Should I use dictionary in my script to experience better performance?

shahin · Feb 27, 2018

I've created a script in vba to parse all the available quotes from "http://quotes.toscrape.com/". The site is created for scraping practices. There are few topics are there upon which several quotes can be found. The way I've written my below scraper comply with the following logic:

1. From the landing page, the scraper first parses the ten topic links available in the right sided bar.
2. Tracking each topic links the scraper goes to concerning pages and parses the quotes.
3. Some topic links have traversed next pages through pagination and my scraper can fetch them as well.

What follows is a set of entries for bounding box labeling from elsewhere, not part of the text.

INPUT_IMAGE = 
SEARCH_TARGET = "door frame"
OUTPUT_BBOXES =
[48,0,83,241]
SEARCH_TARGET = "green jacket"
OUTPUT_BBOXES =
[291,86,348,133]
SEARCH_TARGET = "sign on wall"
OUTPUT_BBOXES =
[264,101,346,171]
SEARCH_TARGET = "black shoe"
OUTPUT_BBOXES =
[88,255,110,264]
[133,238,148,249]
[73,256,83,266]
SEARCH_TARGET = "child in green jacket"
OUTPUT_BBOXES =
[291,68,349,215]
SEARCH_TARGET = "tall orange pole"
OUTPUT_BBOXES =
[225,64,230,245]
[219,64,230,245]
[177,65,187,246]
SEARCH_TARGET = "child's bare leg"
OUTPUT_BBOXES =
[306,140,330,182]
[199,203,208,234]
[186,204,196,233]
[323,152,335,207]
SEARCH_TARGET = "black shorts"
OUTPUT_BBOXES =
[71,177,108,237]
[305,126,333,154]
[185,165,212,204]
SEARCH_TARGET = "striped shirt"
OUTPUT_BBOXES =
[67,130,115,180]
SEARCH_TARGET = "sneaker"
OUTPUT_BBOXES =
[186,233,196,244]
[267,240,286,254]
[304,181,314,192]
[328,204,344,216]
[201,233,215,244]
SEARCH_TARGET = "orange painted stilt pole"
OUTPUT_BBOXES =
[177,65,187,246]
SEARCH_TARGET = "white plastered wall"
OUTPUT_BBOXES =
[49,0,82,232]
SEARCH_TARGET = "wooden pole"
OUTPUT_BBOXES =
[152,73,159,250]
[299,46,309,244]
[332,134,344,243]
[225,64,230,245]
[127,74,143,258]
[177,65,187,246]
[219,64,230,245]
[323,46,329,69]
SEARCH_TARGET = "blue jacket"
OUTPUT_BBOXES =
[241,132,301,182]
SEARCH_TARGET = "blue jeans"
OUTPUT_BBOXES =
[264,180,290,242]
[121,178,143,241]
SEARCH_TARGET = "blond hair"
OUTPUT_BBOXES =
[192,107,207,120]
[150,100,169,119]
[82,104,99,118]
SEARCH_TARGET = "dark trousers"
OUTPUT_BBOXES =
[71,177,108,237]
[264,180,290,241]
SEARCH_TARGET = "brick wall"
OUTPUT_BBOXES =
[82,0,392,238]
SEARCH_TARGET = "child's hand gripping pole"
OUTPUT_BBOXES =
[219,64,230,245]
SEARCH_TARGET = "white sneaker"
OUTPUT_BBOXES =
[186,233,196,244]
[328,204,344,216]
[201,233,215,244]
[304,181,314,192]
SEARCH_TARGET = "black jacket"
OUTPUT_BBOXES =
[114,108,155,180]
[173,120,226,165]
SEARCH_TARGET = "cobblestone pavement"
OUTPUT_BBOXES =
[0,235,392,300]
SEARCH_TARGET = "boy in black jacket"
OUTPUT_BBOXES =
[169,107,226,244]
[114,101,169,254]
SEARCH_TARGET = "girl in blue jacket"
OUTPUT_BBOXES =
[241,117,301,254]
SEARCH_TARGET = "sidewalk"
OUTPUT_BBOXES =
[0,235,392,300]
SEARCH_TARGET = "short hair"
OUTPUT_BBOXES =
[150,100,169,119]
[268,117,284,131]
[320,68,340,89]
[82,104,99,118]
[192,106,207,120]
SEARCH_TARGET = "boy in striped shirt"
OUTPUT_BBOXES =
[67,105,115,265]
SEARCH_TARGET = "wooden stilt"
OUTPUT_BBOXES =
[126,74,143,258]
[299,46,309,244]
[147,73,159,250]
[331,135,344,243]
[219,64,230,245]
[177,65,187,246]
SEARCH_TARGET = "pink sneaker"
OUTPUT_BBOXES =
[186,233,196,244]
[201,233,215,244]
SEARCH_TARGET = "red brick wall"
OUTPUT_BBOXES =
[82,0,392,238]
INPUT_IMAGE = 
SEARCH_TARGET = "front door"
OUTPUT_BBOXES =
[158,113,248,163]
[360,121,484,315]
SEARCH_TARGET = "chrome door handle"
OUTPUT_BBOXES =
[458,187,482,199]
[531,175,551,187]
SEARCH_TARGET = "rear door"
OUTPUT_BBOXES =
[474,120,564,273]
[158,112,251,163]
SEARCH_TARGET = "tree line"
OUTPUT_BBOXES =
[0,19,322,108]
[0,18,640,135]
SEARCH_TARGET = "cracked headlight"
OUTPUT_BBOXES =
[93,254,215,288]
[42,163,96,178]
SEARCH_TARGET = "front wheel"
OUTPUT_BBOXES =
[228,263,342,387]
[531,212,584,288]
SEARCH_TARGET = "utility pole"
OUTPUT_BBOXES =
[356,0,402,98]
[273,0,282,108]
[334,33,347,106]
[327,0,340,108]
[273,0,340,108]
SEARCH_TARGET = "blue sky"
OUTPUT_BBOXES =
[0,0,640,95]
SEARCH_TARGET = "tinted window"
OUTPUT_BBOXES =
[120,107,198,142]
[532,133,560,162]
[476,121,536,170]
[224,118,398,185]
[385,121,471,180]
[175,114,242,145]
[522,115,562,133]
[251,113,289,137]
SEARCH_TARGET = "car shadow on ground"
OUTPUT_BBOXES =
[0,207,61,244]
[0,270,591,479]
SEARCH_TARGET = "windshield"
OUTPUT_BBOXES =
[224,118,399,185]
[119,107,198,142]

The total quotes are 86 in number including duplicates (few quotes at the same time fall under different topics because they are relevant). My scraper can parse all the 86 quotes flawlessly.

Few days back while trying to create a recursive crawler, I got an awesomely nice code from sir Chihiro to do the trick applying iterative approach. I've tried the same logic here to achieve the result.

I've used dictionary so that I can go with iterative approach. My question : Should I stick to the way I've done below or there is any different logic which is faster or more elegant? Any suggestion or guideline on this will be highly appreciated. I'm pasting a vba script and a python script. I tried to follow the logic of python script that is why it is somewhat related. Once again, both of the scripts run flawlessly.

This is what I've tried with vba:

Code:

Sub Parse_Quotes()
    Const URL As String = "http://quotes.toscrape.com/"
    Dim html As New HTMLDocument, posts As HTMLDivElement
    Dim post As HTMLDivElement, elem As HTMLHtmlElement
    Dim ldic As Object, key As Variant
   
    Set ldic = CreateObject("Scripting.Dictionary")
   
    With CreateObject("MSXML2.serverXMLHTTP")
        .Open "GET", URL, False
        .send
        html.body.innerHTML = .responseText
    End With
   
    For Each posts In html.getElementsByClassName("tag-item")
        With posts.getElementsByClassName("tag")
            If .Length Then ldic(URL & Split(.Item(0).getAttribute("href"), ":/")(1)) = 1
        End With
    Next posts
   
    For Each key In ldic.keys
        While key <> ""
            With CreateObject("MSXML2.serverXMLHTTP")
                .Open "GET", key, False
                .send
                html.body.innerHTML = .responseText
            End With
           
            For Each post In html.getElementsByClassName("quote")
                With post.getElementsByClassName("text")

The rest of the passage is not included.